Ora non parlavano più; tutti e quattro, in quel silenzio parvero stare in ascolto, forse d'una lor intima voce che ad ognuno lasciasse cadere, come pietre sul cuore, un peso di sillabe lente. Ascoltavano, ed ognuno, tacendo, in quella sera piena d'ambiguità, ricamava sul proprio telaio una trama invisibile di pensieri. Per l'uscio aperto si udiva giungere quel rumore familiare che fanno le stoviglie, le argenterie, quando s'apparecchia la tavola.

E il giorno, fuori, diminuiva. Il sole, come un largo tappeto, si ritraeva dalla terra umida, strisciava sul fogliame degli alberi, sui tetti più alti, sui vertici delle colline.

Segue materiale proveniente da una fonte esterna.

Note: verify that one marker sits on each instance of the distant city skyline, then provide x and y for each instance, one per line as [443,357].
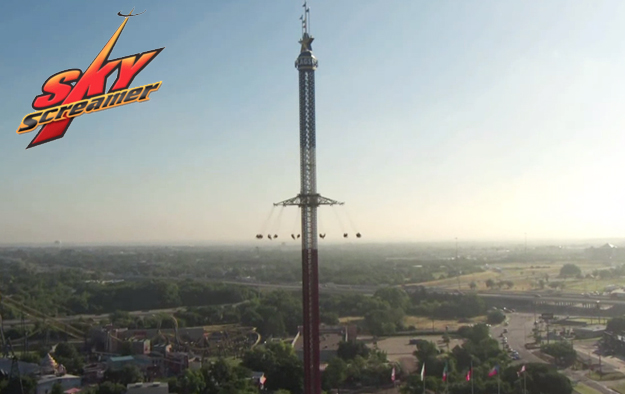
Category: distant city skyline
[480,120]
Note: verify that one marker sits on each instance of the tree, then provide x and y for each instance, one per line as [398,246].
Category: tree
[616,325]
[563,352]
[127,375]
[351,349]
[57,388]
[191,382]
[335,373]
[570,270]
[446,340]
[426,351]
[495,317]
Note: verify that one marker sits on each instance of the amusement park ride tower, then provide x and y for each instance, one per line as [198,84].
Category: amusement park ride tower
[308,200]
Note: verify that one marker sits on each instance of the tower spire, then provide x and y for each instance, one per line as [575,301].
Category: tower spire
[307,39]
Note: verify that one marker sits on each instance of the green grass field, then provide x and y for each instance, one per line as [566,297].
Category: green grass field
[606,377]
[581,388]
[526,278]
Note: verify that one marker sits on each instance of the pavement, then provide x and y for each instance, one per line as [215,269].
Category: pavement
[519,327]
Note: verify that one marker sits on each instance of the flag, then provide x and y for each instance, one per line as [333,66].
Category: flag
[493,371]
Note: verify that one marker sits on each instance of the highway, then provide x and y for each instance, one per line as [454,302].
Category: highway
[520,326]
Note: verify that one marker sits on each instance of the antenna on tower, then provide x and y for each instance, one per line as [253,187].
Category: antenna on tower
[305,18]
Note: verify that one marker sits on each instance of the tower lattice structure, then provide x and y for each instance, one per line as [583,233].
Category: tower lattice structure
[308,200]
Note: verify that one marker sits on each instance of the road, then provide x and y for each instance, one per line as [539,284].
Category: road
[520,326]
[103,316]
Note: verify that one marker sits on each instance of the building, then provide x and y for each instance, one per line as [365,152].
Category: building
[589,332]
[140,346]
[148,388]
[45,383]
[118,363]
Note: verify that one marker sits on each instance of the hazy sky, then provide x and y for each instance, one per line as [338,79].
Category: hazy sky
[435,119]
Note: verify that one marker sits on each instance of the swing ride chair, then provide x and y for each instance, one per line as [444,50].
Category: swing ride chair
[303,200]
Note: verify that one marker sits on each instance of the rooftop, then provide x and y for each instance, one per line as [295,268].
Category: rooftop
[326,342]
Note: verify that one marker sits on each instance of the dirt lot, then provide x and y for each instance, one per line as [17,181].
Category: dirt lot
[399,349]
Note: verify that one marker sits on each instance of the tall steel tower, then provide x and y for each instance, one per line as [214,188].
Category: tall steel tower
[308,200]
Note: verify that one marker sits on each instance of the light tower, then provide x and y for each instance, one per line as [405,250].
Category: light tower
[308,200]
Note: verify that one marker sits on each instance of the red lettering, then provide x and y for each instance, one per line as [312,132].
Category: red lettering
[131,66]
[57,88]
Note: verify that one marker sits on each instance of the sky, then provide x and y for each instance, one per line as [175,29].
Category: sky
[474,120]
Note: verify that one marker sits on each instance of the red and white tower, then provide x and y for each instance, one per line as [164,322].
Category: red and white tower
[308,200]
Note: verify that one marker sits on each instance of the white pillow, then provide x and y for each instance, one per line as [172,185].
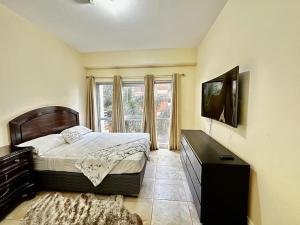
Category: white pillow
[74,134]
[43,144]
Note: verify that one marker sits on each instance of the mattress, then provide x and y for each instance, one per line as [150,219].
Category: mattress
[64,157]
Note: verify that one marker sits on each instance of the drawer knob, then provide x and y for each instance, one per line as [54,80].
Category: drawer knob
[5,193]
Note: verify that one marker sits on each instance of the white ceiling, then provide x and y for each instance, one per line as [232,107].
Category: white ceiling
[122,24]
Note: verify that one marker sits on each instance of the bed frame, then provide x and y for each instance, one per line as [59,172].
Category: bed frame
[53,120]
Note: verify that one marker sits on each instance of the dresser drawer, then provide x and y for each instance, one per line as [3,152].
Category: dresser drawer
[196,201]
[194,161]
[195,181]
[15,160]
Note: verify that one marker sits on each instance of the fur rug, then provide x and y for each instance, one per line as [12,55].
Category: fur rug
[84,209]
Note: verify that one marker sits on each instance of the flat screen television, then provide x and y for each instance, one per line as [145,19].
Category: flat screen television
[220,98]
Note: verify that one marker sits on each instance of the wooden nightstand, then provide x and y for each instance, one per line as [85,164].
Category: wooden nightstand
[16,177]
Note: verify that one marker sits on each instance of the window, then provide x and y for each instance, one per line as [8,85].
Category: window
[104,106]
[133,103]
[163,98]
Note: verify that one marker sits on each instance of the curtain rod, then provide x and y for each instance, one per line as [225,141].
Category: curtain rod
[142,66]
[136,77]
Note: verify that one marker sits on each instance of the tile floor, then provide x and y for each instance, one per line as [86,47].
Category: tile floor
[165,198]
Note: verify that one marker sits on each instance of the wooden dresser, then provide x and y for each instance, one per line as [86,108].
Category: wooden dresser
[218,179]
[16,178]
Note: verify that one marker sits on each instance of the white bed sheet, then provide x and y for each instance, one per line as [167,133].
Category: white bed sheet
[64,157]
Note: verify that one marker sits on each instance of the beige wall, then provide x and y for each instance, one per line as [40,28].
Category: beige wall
[151,57]
[36,70]
[263,38]
[139,57]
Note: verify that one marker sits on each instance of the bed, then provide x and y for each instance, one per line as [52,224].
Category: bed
[54,172]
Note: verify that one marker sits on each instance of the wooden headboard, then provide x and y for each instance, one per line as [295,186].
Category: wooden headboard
[41,122]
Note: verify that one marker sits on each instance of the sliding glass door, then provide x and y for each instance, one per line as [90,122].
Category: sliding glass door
[104,92]
[133,104]
[163,98]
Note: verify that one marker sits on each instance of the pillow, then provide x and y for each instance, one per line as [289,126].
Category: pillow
[74,134]
[43,144]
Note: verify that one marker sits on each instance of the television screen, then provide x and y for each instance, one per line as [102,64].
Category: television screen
[220,98]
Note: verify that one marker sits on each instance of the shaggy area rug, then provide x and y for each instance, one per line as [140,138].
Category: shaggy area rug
[84,209]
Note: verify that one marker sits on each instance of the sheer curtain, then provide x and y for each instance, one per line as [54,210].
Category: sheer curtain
[149,121]
[174,125]
[118,124]
[90,104]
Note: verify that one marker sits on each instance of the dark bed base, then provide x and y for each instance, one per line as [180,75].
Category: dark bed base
[123,184]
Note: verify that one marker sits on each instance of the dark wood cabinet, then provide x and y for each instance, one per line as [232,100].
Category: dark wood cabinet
[218,179]
[16,178]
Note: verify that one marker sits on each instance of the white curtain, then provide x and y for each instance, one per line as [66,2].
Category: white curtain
[118,124]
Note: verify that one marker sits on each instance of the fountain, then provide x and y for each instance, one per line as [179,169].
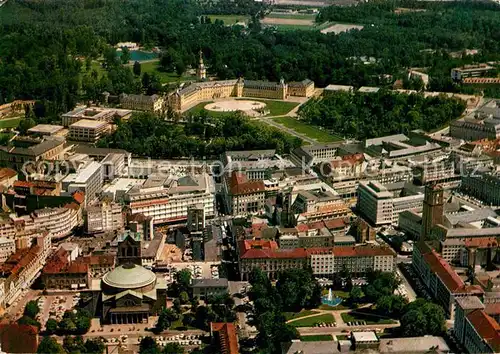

Veramente a guisa di un tappeto che il crepuscolo andasse arrotolando, sollevava nell'atmosfera limpida qualche soffio di polvere voluminosa, che lentamente scendeva, cadeva, prima impalpabile, poi folta, sopra i contorni delle cose.

Gli alberi si vestivan di buio, come se il vento li avvolgesse d'un torbido fumo. Non era puranco l'ora delle campane: un grande silenzio veniva dalla terra circostante, un silenzio quasi religioso, che affaticava la loro sensibilità.